スクラップを飛び越えて、壁を蹴って、あの手この手で子供を追い掛ける。
めんどくせぇなぁ……
指輪、ロープを。
『承知しました』
俺の右手にはロープが握られた。と、同時に一気にギアを上げて加速する。
子供の脚が狙える距離で、俺はロープを叩き付けた。
「っつ!?」
足が払われた子供は、その勢いのまま壁に激突した。
「まあまあ、そう躍起になって逃げるなよ」
子供の前に立って、そう告げた直後、そいつの手から砂が投げ付けられた。
俺じゃなきゃ、逃がしてたかもな。
砂埃を右手刀で切り裂き、そのまま走り出そうとした子供の首根っこを抑えた。
「どうどう。どーせ、逃げられないから諦めろ」
「諦められるかっ!!」
「これ以上暴れたら殺すって言っても?」
「うるせぇっ!!」
男か女かわからんが、取り敢えずエネルギーが有り余ったガキだとは思う。
こういう奴は嫌いじゃない。少なくとも舐めプして負けるヤツよりかはな。
「別にお前を捕まえて、どっかに突き出そうってわけじゃない」
「じゃあっ! 離せよっ!!」
「逃げられるのも困るんだよ」
首根っこを持たれて、宙ぶらりんのままガキはジタバタを止めない。
いつ逃げるか、どうやって逃げるか、どうやって生き延びるかをずっと考えている。目が死んでない。

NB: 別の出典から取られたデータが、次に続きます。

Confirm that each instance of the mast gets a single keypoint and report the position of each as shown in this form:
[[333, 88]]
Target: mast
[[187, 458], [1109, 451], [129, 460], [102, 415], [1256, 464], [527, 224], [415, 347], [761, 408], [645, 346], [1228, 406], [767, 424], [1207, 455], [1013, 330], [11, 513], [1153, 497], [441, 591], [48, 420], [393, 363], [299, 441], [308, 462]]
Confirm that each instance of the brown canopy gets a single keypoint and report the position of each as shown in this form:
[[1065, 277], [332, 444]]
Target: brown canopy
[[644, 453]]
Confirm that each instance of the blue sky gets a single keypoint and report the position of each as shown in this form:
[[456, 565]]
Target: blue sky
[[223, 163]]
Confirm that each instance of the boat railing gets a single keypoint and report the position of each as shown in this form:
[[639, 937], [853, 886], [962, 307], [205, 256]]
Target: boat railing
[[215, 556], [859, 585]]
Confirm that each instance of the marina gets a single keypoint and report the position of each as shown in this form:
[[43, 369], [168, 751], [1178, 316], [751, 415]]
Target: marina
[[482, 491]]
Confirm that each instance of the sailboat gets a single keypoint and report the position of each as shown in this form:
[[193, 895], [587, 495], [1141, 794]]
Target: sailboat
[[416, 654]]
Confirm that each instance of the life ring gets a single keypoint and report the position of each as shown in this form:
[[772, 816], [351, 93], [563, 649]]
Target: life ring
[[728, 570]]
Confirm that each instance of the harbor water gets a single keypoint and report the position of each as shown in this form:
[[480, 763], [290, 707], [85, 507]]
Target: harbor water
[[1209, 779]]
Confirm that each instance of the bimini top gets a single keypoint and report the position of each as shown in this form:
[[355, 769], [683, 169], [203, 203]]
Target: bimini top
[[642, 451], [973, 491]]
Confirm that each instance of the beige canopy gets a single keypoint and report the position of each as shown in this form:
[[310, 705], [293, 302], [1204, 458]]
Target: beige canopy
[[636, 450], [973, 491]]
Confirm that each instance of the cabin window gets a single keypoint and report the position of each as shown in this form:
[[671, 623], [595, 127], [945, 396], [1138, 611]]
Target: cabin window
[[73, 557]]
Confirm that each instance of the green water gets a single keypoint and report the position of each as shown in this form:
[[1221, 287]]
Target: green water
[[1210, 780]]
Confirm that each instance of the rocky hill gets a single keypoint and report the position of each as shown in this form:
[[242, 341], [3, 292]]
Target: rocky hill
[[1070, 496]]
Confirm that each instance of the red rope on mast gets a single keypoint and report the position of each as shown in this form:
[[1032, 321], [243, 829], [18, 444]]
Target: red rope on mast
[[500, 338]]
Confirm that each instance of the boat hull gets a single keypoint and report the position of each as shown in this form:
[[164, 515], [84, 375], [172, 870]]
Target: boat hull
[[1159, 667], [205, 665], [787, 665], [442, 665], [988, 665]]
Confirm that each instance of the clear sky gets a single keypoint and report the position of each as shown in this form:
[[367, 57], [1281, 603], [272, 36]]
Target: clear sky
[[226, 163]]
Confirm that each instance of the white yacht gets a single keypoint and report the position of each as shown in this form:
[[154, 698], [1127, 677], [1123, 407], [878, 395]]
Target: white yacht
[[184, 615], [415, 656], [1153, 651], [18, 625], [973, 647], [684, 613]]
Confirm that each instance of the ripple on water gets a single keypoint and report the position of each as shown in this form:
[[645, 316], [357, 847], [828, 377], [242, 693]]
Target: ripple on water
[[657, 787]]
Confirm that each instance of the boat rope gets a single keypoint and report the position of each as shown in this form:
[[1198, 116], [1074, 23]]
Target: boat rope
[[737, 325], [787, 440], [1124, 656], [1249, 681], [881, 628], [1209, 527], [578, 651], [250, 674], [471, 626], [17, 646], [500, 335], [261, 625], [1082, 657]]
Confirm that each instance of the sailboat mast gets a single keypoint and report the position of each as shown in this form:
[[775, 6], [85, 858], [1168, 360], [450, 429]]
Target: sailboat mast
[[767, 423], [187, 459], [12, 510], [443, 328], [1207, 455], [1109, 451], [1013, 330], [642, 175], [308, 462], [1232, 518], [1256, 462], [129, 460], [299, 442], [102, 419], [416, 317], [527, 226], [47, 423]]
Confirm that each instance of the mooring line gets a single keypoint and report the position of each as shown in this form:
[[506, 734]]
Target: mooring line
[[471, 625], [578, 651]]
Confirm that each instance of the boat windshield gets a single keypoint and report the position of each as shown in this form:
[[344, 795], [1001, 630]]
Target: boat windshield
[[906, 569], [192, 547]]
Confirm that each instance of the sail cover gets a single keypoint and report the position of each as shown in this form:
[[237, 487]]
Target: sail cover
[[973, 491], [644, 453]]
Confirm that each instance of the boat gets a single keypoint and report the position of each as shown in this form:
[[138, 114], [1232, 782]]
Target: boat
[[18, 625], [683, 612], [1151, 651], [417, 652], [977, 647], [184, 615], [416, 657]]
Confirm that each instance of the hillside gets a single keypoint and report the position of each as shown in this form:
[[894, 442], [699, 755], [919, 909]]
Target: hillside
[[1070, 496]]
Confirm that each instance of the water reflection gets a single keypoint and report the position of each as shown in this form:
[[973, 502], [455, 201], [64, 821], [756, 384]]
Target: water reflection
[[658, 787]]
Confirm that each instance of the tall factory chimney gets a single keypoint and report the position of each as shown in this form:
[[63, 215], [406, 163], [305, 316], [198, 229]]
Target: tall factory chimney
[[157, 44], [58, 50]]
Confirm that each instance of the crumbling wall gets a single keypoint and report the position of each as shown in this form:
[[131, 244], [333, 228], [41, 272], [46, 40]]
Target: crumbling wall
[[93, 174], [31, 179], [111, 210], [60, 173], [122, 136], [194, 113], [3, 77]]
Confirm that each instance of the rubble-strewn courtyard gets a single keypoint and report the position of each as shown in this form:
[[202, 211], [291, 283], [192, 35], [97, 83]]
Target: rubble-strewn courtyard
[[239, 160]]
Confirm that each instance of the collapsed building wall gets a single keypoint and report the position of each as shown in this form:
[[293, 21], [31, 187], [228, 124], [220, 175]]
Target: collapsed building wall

「俺は神王国ヤマトの偉い人なんだけど、その国は出来たばっかでさ、人が足りてないんだよ。
こんな所で盗みしてるより、良い生活出来るぞ?」
そのガキは言葉を聞いて、俺の顔を睨みつけてきた。その後に俺の格好を上から下に見た。
「貴族っぽくない」
「まあ、そうだな」
貴族じゃないしな。
「嘘じゃねえかっ!」
「必ずしも貴族が偉いってわけじゃ無いだろ?」
「は? この国では貴族が絶対だっ!!」
この国は王族より貴族の方が強いのか。
どっちにせよ、俺達の国には関係無いけどな。
「まあ、どうでも良いわ。このまま殺されるか、俺の元に来るか、選べ」
首根っこを掴んだまま、ガキを壁に投げ付けた。
「がはっ」
悪いな、子供の心に響くような語彙力は持ってないんだ。
「殺そうと思えばいつでも殺せる。付いて来た方が楽だと思うけどな?」
「うっせえっ」
ガキの目は死んでない。そのまま、何とか体を持ち上げて走り出そうとする。
……のを、足を引っ掛けて転ばせる。
「っつ」
盛大に顔面から行ったな。でも、顔面をすぐにこっちに向けて"キッ"と睨みつけきた。
「なんだって、そんなに嫌がるんだよ」
あっさり折れるもんだと思ってたんだけどな。
「お前にわかってたまるかっ!」
また走り出そうとするから、今度は足を掬って、ガキの身体を浮かせて壁に叩き付けた。
「がはっ」
なんだろうな。こいつ、ちょっと俺と似てる気がする。
力は無いけど、気持ちの根幹が似てるというか……
……ああ、こいつにはもう、このガキには守る者があるのか。
「守りたい人でもいるのか?」
気が付いたから、俺は説得の切り口を変える。
「っつ……!?」
「なんでバレた?って顔だな。俺も同じだからさ」
驚愕に見開いたガキの瞳は、俺の予想が正しいことを証明してくれる。
「女か?」
「……妹だ」
「そんな弱かったら守り切れないぞ?」
根性や気持ちは俺と同じくらいか、それ以上かもしれない。でも、力が足りないな。
「じゃあ、どうしろって……!?」
「俺に付いて来い。お前が力を欲するなら、くれてやる」
まるで勇者を闇落ちさせる魔王みたいな台詞を、目の前のガキにぶつけた。
「置いて行けねえよ。あいつ……身体が弱くて」
「まとめて面倒を見てやるって言ってるんだ。察しが悪いな」
「はあっ!? そんなの……信用出来るわけないだろっ!?」
ガキの言う通りだ、証明のしようが無い。そもそもが、悪魔の証明に他ならないからな。
「身体が弱いんだって? こんな環境じゃ、どうせ死ぬぞ」
「っつ」
こいつはそんなに馬鹿じゃない。馬鹿じゃないから雁字搦めになって、それでも、守りたい相手を手放せないんだ。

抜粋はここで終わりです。